For a website to be successful, it must work well on a variety of devices. Just as importantly, it must load quickly on those devices, regardless of a visitor’s connection speed.

A website that load quickly creates a better overall user experience (after all, no one ever said “Wow, that website loaded too fast for me!”). Web performance is also one of the factors that Google takes into account in their ranking algorithm.

A fast-loading site is more appealing to search engines and more enjoyable for people to use.

Being able to evaluate your site’s speed (and understanding where improvements can be made) is an important component of website success. Here are 5 tools that you can use to test your website’s performance today.

1. Dotcom Monitor

Dotcom Monitor will “Instantly test your website speed in real browsers from 23 locations worldwide.” You will be able to see information like the overall size of the webpage you are testing, the load time, and the number of HTTP requests that it makes to get resources like images and other files necessary to display that page in the browser.

In addition to this high-level information, you can drill down to get a detailed breakdown of how the various resources your site uses (images, scripts, CSS, etc.) contribute to its download performance. If you are looking to make improvements in your site’s download speed, knowing what the biggest contributors are to its overall size is especially important to know.

While the service on Dotcom Monitor is offered for free, they do also offer a paid subscription option if you want your site to be regularly monitored instead of having to manually conduct those tests.

2. Google PageSpeed Insights

As I mentioned earlier, overall page speed is one of the factors that Google considers in their rankings.

In an effort to help web developers improve their site’s performance and their overall search engine rankings, they have created PageSpeed Insights.

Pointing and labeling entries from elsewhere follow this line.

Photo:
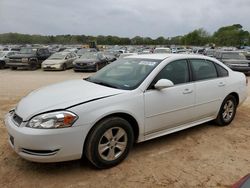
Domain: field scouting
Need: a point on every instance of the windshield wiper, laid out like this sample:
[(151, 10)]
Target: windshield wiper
[(100, 83)]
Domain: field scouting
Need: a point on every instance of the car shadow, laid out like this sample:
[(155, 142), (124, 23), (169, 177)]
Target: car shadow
[(136, 152)]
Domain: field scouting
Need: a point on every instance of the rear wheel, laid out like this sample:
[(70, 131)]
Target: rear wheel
[(227, 111), (97, 68), (2, 64), (109, 142)]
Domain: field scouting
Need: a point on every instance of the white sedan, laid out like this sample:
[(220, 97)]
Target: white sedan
[(137, 98)]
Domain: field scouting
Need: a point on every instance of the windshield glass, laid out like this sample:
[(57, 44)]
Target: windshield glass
[(57, 56), (27, 51), (89, 56), (127, 73), (162, 50), (233, 56)]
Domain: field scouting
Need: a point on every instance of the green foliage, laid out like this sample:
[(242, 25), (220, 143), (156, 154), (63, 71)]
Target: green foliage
[(233, 35)]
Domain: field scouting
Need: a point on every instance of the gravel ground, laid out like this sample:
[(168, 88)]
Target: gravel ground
[(203, 156)]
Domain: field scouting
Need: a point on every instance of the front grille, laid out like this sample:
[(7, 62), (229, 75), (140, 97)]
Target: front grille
[(16, 60), (17, 119)]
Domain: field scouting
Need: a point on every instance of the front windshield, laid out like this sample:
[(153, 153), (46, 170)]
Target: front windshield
[(161, 51), (27, 51), (233, 56), (89, 56), (56, 56), (127, 73)]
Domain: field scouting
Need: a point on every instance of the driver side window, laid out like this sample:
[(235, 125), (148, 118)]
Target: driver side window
[(176, 71)]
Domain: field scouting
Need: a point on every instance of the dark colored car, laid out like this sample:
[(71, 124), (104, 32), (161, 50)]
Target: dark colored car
[(236, 60), (243, 182), (110, 55), (91, 61), (4, 58), (30, 58), (82, 51)]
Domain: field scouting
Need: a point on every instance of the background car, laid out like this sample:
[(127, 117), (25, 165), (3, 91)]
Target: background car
[(4, 58), (161, 50), (59, 61), (82, 51), (91, 61)]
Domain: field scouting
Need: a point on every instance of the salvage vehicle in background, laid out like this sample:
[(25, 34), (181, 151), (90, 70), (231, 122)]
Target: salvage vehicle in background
[(59, 61), (236, 60), (4, 58), (134, 99), (30, 58), (91, 61)]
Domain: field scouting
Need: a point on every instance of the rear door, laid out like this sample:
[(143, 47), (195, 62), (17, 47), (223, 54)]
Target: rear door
[(209, 88)]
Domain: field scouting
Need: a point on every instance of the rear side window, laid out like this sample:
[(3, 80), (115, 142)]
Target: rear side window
[(202, 69), (222, 72)]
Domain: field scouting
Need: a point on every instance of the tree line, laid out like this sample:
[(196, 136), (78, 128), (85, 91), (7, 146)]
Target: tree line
[(233, 35)]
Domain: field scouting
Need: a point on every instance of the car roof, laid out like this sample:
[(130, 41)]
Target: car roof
[(62, 53), (234, 51), (165, 55)]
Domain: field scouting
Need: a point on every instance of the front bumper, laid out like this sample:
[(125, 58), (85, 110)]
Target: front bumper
[(243, 69), (14, 64), (52, 67), (45, 145)]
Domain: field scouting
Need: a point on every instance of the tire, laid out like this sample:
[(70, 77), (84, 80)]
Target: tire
[(227, 111), (2, 64), (64, 67), (32, 66), (97, 67), (103, 148)]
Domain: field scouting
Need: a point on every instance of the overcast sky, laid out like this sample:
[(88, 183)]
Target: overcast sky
[(125, 18)]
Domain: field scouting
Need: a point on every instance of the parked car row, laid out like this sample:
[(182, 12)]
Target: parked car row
[(90, 59)]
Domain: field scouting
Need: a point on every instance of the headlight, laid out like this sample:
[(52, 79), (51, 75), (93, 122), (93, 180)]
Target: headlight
[(53, 120), (25, 59)]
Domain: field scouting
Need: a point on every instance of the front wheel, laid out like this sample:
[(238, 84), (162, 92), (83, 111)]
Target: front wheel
[(227, 111), (2, 64), (109, 142)]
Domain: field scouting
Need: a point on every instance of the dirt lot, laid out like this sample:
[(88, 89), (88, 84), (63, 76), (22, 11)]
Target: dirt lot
[(203, 156)]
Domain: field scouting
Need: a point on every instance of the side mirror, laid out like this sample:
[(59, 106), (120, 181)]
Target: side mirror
[(163, 83)]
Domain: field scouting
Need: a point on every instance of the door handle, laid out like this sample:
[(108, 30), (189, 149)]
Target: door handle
[(187, 91), (221, 84)]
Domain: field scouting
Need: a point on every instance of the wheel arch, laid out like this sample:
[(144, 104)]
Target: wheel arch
[(236, 96), (133, 122)]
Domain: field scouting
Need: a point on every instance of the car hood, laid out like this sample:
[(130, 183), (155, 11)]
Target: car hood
[(86, 60), (54, 61), (61, 96), (235, 61)]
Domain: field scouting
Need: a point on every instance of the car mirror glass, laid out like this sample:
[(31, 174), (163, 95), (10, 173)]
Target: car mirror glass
[(163, 83)]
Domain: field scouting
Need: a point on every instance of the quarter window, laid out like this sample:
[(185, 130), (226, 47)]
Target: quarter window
[(202, 69), (176, 71)]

One of the nice things about PageSpeed Insights is that it goes beyond just giving you specs on the page it has analyzed. Google’s tool also offers a number of suggestions for improvement, many of which may not even be in the site’s HTML/CSS, but are server improvements that could be used to speed up load time – and since these suggestions are coming straight from Google, following their advice has a great chance of helping you improve your site’s overall rankings.

3. Pingdom Tools

Pingdom Tools is one of the more well-known and popular performance assessment websites. It will give you similar information to the aforementioned Dotcom Monitor (number of requests, load time, page size) and it also has a detailed breakdown of each element of a page and what the performance impact of that element was. They also offer recommendations for improvement.

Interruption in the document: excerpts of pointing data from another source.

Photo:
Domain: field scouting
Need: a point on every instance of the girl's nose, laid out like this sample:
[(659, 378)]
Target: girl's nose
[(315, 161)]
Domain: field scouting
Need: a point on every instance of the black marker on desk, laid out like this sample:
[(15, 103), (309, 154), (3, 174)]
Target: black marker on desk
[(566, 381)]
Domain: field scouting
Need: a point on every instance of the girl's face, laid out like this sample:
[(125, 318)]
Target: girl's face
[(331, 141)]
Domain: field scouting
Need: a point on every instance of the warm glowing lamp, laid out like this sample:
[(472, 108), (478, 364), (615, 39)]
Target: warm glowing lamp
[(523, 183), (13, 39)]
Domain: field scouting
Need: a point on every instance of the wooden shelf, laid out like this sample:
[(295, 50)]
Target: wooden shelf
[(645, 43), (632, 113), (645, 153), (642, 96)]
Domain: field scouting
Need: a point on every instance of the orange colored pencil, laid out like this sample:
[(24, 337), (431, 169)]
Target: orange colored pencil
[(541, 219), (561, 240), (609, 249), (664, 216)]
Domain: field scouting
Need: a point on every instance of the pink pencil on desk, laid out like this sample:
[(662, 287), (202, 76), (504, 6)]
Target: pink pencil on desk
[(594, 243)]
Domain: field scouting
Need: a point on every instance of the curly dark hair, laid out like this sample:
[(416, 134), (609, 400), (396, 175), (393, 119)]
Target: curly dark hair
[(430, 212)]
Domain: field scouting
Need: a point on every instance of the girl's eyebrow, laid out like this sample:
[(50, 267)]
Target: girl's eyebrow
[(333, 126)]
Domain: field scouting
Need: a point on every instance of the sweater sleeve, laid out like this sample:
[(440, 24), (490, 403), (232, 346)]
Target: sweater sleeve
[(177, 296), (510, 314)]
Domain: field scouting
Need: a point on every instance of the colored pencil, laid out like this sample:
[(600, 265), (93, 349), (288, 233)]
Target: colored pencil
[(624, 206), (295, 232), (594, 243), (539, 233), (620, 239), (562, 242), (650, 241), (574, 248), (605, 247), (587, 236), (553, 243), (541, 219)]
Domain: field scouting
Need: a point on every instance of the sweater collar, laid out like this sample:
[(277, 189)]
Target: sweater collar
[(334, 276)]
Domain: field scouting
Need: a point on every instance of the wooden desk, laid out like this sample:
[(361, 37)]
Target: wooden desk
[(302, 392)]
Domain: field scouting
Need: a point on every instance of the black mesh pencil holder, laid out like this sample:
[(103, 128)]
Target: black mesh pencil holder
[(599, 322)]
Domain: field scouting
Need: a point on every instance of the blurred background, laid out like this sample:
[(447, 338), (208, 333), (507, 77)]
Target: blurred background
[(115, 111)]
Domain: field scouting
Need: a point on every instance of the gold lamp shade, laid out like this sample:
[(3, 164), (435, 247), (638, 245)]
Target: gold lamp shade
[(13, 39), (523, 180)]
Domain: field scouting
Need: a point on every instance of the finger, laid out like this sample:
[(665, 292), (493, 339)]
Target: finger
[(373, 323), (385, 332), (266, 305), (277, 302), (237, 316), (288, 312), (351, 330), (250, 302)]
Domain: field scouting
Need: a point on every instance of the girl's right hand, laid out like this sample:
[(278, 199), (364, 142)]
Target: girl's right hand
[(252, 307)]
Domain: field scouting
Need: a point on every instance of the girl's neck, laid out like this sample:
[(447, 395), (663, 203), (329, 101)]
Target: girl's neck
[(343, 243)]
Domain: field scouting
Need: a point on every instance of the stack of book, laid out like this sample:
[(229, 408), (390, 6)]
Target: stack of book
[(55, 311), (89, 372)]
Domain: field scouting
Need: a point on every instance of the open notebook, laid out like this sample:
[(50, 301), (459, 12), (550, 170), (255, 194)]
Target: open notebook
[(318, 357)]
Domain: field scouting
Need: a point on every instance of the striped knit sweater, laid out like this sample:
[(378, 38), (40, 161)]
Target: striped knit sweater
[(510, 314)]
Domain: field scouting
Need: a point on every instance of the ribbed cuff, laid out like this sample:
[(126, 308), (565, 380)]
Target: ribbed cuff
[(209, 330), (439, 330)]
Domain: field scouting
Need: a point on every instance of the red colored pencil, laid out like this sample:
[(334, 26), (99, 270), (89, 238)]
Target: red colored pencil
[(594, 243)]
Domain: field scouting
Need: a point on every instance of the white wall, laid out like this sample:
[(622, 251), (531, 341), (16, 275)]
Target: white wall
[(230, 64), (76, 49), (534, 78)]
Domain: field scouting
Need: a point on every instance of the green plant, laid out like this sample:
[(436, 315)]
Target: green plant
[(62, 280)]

One area of Pingdom Tools that may be confusing is the “performance grade.” This number seems somewhat arbitrary at times. I have run multiple tests on the same site and gotten different performance grades, although nothing on the site had changed.

If you do decide to use Pingdom Tools, I suggest that you take this performance grade statistic with a grain of salt and use the more concrete data instead.

4. Webpage Test

WebPageTest is a similar tool to both Dotcom Monitor and Pingdom, offering much of the same information plus some helpful tips for optimization. The main difference between this resource and those others is the way that information is presented. Both Dotcom Monitor and Pingdom present the information in a more user-friendly way, while WebPageTest is seemingly more targeted at web professionals. Depending on your level of expertise and comfort with technical information, this resource may be more to your liking than those more beginner-focused ones.

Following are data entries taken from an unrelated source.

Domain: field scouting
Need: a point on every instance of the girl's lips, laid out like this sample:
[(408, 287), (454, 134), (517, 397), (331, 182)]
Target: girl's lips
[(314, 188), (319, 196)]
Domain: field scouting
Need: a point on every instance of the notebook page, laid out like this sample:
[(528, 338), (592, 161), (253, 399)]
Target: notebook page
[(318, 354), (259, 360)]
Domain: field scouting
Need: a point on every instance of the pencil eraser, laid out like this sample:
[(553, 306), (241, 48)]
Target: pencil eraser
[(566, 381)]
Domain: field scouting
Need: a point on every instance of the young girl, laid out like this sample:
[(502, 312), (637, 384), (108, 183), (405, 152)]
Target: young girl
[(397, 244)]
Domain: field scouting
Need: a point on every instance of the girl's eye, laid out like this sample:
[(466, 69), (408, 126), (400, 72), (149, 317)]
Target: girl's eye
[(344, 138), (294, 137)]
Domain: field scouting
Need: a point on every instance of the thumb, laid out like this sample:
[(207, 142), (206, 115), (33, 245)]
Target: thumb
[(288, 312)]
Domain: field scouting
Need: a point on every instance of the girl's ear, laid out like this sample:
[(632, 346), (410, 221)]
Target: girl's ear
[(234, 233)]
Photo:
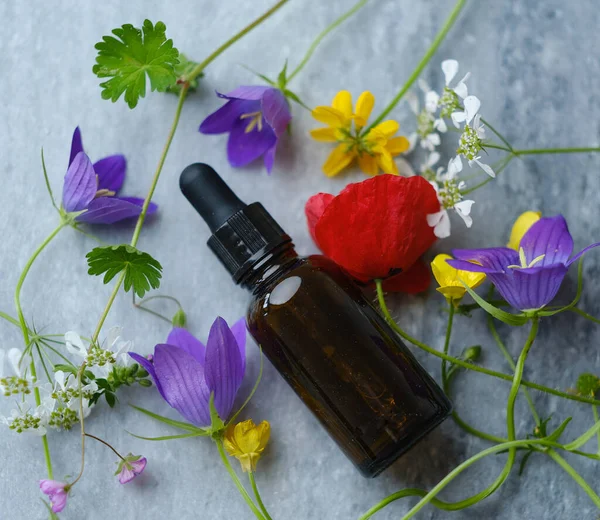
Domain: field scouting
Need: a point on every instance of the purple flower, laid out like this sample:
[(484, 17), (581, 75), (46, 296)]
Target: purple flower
[(255, 117), (528, 279), (130, 467), (186, 372), (58, 493), (93, 188)]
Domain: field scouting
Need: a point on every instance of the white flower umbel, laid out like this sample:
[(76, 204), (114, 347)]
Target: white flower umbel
[(455, 102), (19, 382), (448, 189), (471, 143)]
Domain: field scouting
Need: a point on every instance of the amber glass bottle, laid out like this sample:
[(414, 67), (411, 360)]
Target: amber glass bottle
[(320, 332)]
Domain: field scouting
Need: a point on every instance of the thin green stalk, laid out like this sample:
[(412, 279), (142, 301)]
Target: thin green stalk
[(467, 365), (322, 35), (422, 64), (237, 482), (257, 495), (25, 331), (575, 476), (196, 71)]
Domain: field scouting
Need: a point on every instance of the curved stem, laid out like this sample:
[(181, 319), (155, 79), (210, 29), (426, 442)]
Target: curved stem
[(237, 482), (465, 364), (575, 476), (322, 35), (257, 495), (422, 64), (196, 71)]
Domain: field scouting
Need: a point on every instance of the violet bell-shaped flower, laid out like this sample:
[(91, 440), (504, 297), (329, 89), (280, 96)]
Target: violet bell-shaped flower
[(90, 190), (186, 372), (530, 278), (255, 118)]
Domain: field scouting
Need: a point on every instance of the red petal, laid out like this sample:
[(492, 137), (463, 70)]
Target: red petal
[(315, 206), (378, 225), (413, 281)]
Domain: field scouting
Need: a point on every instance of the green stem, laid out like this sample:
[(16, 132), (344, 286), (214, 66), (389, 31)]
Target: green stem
[(196, 71), (422, 64), (25, 331), (575, 476), (467, 365), (237, 482), (257, 495), (322, 35)]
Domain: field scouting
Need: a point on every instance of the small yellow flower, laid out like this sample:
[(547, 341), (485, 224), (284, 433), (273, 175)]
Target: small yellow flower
[(374, 150), (246, 441), (521, 226), (449, 279)]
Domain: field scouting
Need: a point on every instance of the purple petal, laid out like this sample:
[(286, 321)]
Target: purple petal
[(549, 236), (108, 210), (79, 187), (581, 253), (276, 110), (183, 384), (149, 367), (251, 92), (111, 172), (223, 119), (184, 340), (492, 260), (76, 145), (152, 208), (239, 332), (244, 147), (223, 367)]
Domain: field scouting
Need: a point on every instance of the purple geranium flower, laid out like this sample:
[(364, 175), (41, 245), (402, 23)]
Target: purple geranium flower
[(186, 372), (255, 118), (528, 279), (93, 188)]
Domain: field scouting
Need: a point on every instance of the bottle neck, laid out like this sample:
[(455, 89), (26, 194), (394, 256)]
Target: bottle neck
[(269, 267)]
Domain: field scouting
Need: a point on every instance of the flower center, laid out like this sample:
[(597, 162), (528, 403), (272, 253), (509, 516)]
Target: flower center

5. WebSiteOptimization                                                       

The Web Page Analyzer from WebsiteOptimization.com falls somewhere between those layman-friendly tools (Dotcom Monitor and Pingdom) and the more technically advanced presentation of WebpageTest.

The information is not presented in a graphically friendly way like on some of these other sites, but one of the nice things about this resource is that all the data that is returned is presented on a single page. All of the other resources require you to click through numerous pages to drill down to get the data, so if you are just looking for a one-page overview of stats, along with some useful “analysis and recommendation” tips, this one may be worth a try.

Bonus: What Does My Site Cost?

For a very different way to evaluate your site’s download performance, you can also visit What Does My Site Cost? This site shows you what the average person in various countries would have to pay in terms to load your site from a mobile network. It is, of course, not a 100% accurate look since there are so many variables that go into that scenario, but the data is does provide can be used at a high-level to get an understanding of your site’s mobile performance and what the cost impact it has on your visitors is.

In Summary

These are just a handful of online tools that you can use to evaluate your site’s performance and get recommendations on how that performance can be improved. This information can also be used as you try to establish a performance budget for a website.

As you can see from this article, many of these resources share things in common. After all, there are only so many ways to present the same performance data. If you are interested in evaluating your site’s performance, you should give each of these a try to see which one works best for your needs.